Yu Huo segera dibawa ke tempat yang ditentukan, tempat tinggal pemimpin Desa Abadi. Di gerbang tertempel papan nama yang sama dengan pintu masuk Desa, bertuliskan tiga huruf kaligrafi “Desa Abadi”.

Bedanya, tulisan di papan ini tidak berlapis emas, sehingga terkesan lebih sederhana.

Mungkin pemimpin Desa sengaja rendah hati. Melangkah melewati tembok halaman, Yu Huo semakin merasakan sikap rendah hati pemimpin yang ada di mana-mana ini.

Di dalam halaman, tak terlihat kemewahan istana megah, melainkan bangunan bata dan genteng tua yang sederhana, menandakan usaha mempertahankan warisan yang mulai merosot.

Namun, rumah bata dan genteng adalah arsitektur tradisional yang menampilkan kesederhanaan, ketenangan, dan keindahan sederhana, juga merupakan cerminan budaya tradisional.

Pemimpin Desa Abadi memang menyukai rumah tua ini, bukan tanpa alasan. Halaman luas dengan banyak kamar, ventilasi atap, dan pintu rahasia untuk melarikan diri, menjadikan tempat ini pusat pertukaran informasi antara dunia manusia dan hantu, pilihan terbaik.

Yu Huo dibawa ke kamar yang terang, tempat yang hangat di musim dingin dan sejuk di musim panas, keunggulan rumah bata dan genteng.

Sambil menunggu, Yu Huo melihat lukisan kaligrafi di dinding bertuliskan: “Tanpa kesederhanaan tiada kejelasan cita-cita, tanpa ketenangan tiada pencapaian jauh.”

Meskipun kalimat itu agak bertentangan dengan bisnis utama Desa Abadi, malah terkesan lucu, tapi itu mencerminkan filosofi hidup pemimpin Desa.

Saat Yu Huo sedang merenung tentang seperti apa sosok pemimpin itu, terdengar langkah kaki yang mantap dari luar.

Sebelum melihat wajahnya, Yu Huo mengira pemimpin Desa pasti seorang tua, tapi ternyata seorang pemuda yang lebih muda darinya, membuatnya sulit menerima.

Dikatakan pahlawan lahir sejak muda, tapi pemimpin Desa itu masih setengah anak-anak, belum tentu punya kemampuan, setidaknya belum cukup dewasa.

Namun, Yu Huo tidak mau menghakimi orang dari penampilan. Pemuda itu tampak matang dan tidak seburuk yang dibayangkan.

Begitu melihat Yu Huo, pemuda itu langsung berlutut satu kaki, kedua tangan saling membungkuk, dan berkata, “Salam hormat, Tuan Pemimpin. Saya adalah Pelindung Doa Tanpa Duka dari aliran penjahit mayat. Saya kurang menjaga dengan baik sehingga hampir mengganggu urusan Tuan. Mohon maaf dan siap menerima hukuman.”

Untuk menyembunyikan jati dirinya, Yu Huo sengaja melepaskan cincin kematian di tangannya. Namun, Desa Abadi dengan kekuasaan luasnya, dengan cepat mengetahui identitas dan keberadaannya.

Kecepatan serta ketegasan mereka dalam bertindak membuat Yu Huo merinding, tapi juga merasa lega. Sebagai pelindung aliran penjahit mayat sekaligus pemimpin Desa, memang seharusnya memiliki kemampuan dan cara kerja seperti itu.

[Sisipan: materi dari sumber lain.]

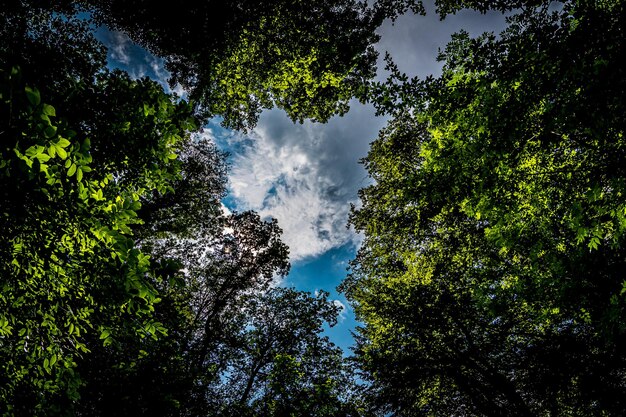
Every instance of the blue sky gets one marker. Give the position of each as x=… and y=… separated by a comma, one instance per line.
x=307, y=175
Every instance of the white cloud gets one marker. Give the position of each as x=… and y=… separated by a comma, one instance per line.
x=119, y=47
x=304, y=175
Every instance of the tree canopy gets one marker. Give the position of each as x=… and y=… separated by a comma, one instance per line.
x=490, y=280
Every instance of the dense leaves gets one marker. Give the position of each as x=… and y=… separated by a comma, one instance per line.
x=126, y=289
x=239, y=57
x=490, y=278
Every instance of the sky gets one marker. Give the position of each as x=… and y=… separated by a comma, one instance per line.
x=307, y=175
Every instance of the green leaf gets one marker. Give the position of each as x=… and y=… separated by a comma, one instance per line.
x=62, y=152
x=49, y=110
x=50, y=131
x=64, y=143
x=33, y=96
x=72, y=170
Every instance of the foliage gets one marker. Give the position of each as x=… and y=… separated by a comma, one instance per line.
x=490, y=281
x=237, y=58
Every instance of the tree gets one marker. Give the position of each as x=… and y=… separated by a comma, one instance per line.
x=237, y=58
x=489, y=282
x=280, y=365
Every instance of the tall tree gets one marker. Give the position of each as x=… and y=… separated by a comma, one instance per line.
x=490, y=281
x=239, y=57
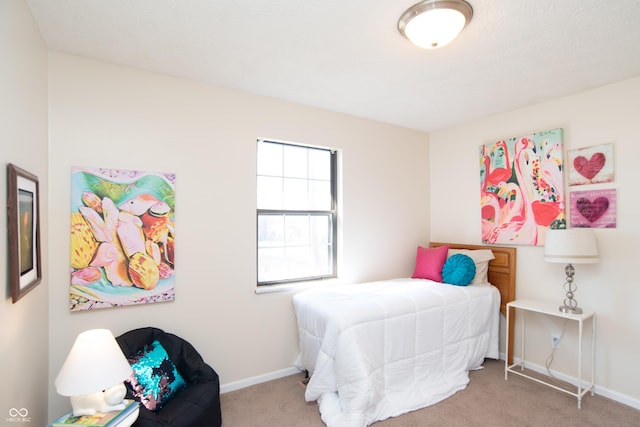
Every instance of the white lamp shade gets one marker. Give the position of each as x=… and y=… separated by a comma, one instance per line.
x=573, y=246
x=434, y=23
x=94, y=363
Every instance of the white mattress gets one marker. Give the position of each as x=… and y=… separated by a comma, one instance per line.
x=381, y=349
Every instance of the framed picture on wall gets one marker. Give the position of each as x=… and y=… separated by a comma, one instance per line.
x=591, y=165
x=593, y=209
x=23, y=216
x=122, y=238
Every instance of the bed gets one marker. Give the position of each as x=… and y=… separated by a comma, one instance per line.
x=378, y=350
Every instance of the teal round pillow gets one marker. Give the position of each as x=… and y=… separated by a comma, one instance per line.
x=459, y=270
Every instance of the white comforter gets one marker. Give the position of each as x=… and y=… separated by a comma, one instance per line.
x=381, y=349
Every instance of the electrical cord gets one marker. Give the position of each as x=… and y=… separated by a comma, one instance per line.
x=549, y=360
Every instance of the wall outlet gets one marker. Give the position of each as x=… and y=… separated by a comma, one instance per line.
x=555, y=341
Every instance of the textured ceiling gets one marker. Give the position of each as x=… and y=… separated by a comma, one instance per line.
x=348, y=56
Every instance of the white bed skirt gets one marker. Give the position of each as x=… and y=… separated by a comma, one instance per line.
x=381, y=349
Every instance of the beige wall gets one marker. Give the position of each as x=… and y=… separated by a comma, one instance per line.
x=24, y=334
x=605, y=115
x=107, y=116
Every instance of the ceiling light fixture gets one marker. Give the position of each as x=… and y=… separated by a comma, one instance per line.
x=435, y=23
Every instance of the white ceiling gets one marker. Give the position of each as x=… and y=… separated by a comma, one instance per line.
x=347, y=55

“Wang You, bangkitlah. Di sini tidak ada orang asing, tak perlu salam sebesar itu. Lagipula kunjungan saya kali ini rahasia, tak perlu terlalu formal.”

Melihat sesama anggota aliran, Yu Huo tak bisa menyembunyikan kegembiraannya. Aliran penjahit mayat memang sedikit anggotanya, dan yang bertahan pun tak banyak.

“Pemimpin tiba-tiba datang, maksud kedatangan terkait informasi apa?” tanya Wang You langsung.

Dia tahu Yu Huo datang sendiri ke Desa Abadi, pasti ada alasan penting dan mendesak.

“Aku rasa kamu sudah dengar, akhir-akhir ini di Kota Jiang Hai terjadi beberapa pembunuhan kejam berturut-turut. Cara pelakunya mirip dengan aliran kita, jadi aku harap Desa Abadi yang penuh informasi bisa membantuku menelusuri.”

“Tuan Pemimpin merendah. Desa Abadi memang milik aliran penjahit mayat. Jika ada kebutuhan, silakan perintahkan. Namun tentang kasus di Jiang Hai, saya sarankan jangan mudah terlibat.”

Peringatan baik hati Wang You membuat Yu Huo bingung, lalu bertanya balik, “Kenapa?”

“Berdasarkan informasi yang kami kumpulkan dari berbagai sumber, pelaku pembunuhan itu kemungkinan besar adalah...” Wang You terdiam, ragu-ragu melanjutkan.

Ini membuat Yu Huo yang biasanya tak sabar menjadi semakin gelisah, tak tahan bertanya, “Siapa?”

“Guru Anda, Jing Shui Lou!”

Bukti itu sekali lagi menunjuk pada gurunya. Hal ini di luar dugaan Yu Huo, tapi logis adanya.